Of course, thankfully, the current generation of Britons does not fear a loss of identity through military aggression. Even so, many of them have reason to fear such a loss as the result of political and economic measures which are being imposed upon Britain from Brussels.
A Eurosceptic’s ultimate fear is that an overwhelming European hegemony could swallow up Britain and her institutions, and reduce her from being the great nation she still is to a relatively powerless single state within a United States of Europe. This fear emanates from a growing belief that the EU could well come to hold precedence over Britain in many areas of its existence. Unfortunately, the EU already does hold such precedence. There are, of course, the smaller issues which may seem rather irrelevant to some, such as the EU’s new legislation which ban Britons from selling eggs by the dozen. Yet it is just such petty issues that show just how far-reaching Herman Van Rumpuy’s laws are extending into the British domain.
In addition, there are the larger issues such as the European Arrest Warrant, whereby British citizens can be whisked away from their homes and put before a foreign court (which has lower judicial standards than those of a British court), and often charged with only minor offences.
Those are just two examples of the detrimental effects which the EU has upon the individual British citizen. I have not even mentioned the numerous treaties which have been hurried through parliament with a distinct absence of national referenda.
However, for all the EU’s faults and imperfections, at least we have a representative fighting for our interests on the European Commission, the branch of EU government which initiates European legislation, don’t we? It emerged last week that Baroness Ashton, the only British member of the Commission, has the poorest attendance record of all 27 Commissioners. Since this time last year Baroness Ashton has failed to attend 17 meetings, so just who is pushing British interests forward?

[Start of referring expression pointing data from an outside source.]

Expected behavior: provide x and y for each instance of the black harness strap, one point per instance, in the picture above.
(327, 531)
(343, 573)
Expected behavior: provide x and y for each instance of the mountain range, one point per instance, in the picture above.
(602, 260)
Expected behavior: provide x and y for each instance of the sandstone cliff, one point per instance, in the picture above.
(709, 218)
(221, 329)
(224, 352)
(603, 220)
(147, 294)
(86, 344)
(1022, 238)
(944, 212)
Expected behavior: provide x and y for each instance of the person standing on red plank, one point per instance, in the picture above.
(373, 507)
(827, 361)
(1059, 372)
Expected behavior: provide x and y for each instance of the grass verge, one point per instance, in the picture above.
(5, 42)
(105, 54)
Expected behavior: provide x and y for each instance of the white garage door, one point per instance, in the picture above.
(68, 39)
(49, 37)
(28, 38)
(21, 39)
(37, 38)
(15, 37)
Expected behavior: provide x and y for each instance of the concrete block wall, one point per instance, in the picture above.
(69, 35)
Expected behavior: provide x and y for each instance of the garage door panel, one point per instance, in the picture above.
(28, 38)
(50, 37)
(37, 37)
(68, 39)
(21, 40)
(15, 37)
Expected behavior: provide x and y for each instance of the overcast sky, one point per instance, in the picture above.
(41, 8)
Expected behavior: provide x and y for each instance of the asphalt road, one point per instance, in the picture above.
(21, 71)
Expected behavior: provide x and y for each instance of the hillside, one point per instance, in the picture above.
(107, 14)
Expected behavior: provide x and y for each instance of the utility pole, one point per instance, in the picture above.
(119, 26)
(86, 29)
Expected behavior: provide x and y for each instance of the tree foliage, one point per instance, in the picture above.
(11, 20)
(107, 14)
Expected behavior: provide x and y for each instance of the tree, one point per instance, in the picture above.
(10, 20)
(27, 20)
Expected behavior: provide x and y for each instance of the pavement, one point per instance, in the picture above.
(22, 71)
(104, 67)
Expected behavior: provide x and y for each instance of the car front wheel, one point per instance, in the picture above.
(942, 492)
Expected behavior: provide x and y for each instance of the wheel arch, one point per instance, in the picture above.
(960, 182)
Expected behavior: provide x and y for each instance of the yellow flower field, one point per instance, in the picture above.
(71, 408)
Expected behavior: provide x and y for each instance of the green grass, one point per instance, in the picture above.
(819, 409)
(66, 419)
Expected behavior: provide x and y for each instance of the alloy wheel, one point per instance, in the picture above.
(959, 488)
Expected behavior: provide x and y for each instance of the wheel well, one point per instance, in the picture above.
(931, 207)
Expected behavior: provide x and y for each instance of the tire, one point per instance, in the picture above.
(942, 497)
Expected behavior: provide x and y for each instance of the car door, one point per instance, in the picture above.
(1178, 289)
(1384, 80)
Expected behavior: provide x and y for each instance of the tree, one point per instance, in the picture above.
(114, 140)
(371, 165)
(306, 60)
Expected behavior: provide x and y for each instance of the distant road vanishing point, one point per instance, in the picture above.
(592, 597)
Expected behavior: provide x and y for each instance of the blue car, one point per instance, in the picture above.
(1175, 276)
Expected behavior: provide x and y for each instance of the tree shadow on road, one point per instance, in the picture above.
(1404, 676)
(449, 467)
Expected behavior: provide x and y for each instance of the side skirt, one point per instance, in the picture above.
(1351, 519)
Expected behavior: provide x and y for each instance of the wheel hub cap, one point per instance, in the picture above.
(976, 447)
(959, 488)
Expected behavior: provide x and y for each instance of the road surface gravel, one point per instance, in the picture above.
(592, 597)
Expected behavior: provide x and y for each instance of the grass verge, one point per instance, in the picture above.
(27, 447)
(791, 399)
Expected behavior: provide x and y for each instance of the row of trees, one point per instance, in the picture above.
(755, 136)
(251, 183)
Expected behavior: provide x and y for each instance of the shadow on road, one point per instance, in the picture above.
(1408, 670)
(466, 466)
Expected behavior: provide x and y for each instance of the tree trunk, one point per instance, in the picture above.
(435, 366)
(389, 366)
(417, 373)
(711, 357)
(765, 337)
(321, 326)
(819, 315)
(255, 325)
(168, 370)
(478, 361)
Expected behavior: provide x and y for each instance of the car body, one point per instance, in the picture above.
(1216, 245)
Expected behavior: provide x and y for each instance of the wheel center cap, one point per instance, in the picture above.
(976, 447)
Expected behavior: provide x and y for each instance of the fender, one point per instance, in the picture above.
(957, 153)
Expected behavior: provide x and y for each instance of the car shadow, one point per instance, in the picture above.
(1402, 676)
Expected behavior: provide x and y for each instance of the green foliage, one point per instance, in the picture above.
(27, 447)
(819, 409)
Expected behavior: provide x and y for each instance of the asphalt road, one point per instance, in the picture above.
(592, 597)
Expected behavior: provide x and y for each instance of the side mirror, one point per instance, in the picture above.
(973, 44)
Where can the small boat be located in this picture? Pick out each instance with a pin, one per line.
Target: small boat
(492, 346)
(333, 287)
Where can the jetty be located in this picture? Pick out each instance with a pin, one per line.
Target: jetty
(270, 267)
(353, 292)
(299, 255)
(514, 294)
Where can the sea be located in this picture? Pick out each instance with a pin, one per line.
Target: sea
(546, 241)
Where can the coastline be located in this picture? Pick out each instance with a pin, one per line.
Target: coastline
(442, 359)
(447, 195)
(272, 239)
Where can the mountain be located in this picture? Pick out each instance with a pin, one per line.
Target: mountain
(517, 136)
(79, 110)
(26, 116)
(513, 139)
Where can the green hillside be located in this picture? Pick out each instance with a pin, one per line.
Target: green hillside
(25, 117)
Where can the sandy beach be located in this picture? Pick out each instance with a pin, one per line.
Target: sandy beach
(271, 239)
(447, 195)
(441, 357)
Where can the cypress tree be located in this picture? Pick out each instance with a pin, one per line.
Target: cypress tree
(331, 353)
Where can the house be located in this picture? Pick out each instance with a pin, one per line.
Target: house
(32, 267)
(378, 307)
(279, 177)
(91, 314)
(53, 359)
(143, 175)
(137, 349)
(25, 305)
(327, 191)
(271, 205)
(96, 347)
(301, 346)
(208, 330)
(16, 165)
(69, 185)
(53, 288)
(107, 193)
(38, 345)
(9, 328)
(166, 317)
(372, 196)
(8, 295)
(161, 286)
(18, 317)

Only the EU, a union with a tradition of appointing senior posts without the vote of the electorate, could appoint a woman to a role of which the pay is £250,000 a year, a role which surely requires someone who has held a senior political position in the past. However, unsurprisingly the EU appointed someone who has never held any such senior position before – someone is who is clearly not up to the job of representing the people of Europe on the international stage, and, more importantly, of representing British interests.
I go back to my original point. Few people can deny that the establishment of some sort of a European Union, in the hope of avoiding future hostilities, was a powerful idea. As we have seen, even Norman Tebbit recently admitted he was once a Europhile, and I can see why. I believe the EU did indeed start out with good intentions. Even so, the EU has greatly changed since we joined it in its original form in 1973. It is now such a threat to our sovereignty that we cannot beneficially continue as members of this Union. Baroness Ashton’s lack of commitment to the Union is just one more reason why, pragmatically, we should rethink our relationship with this European hegemon.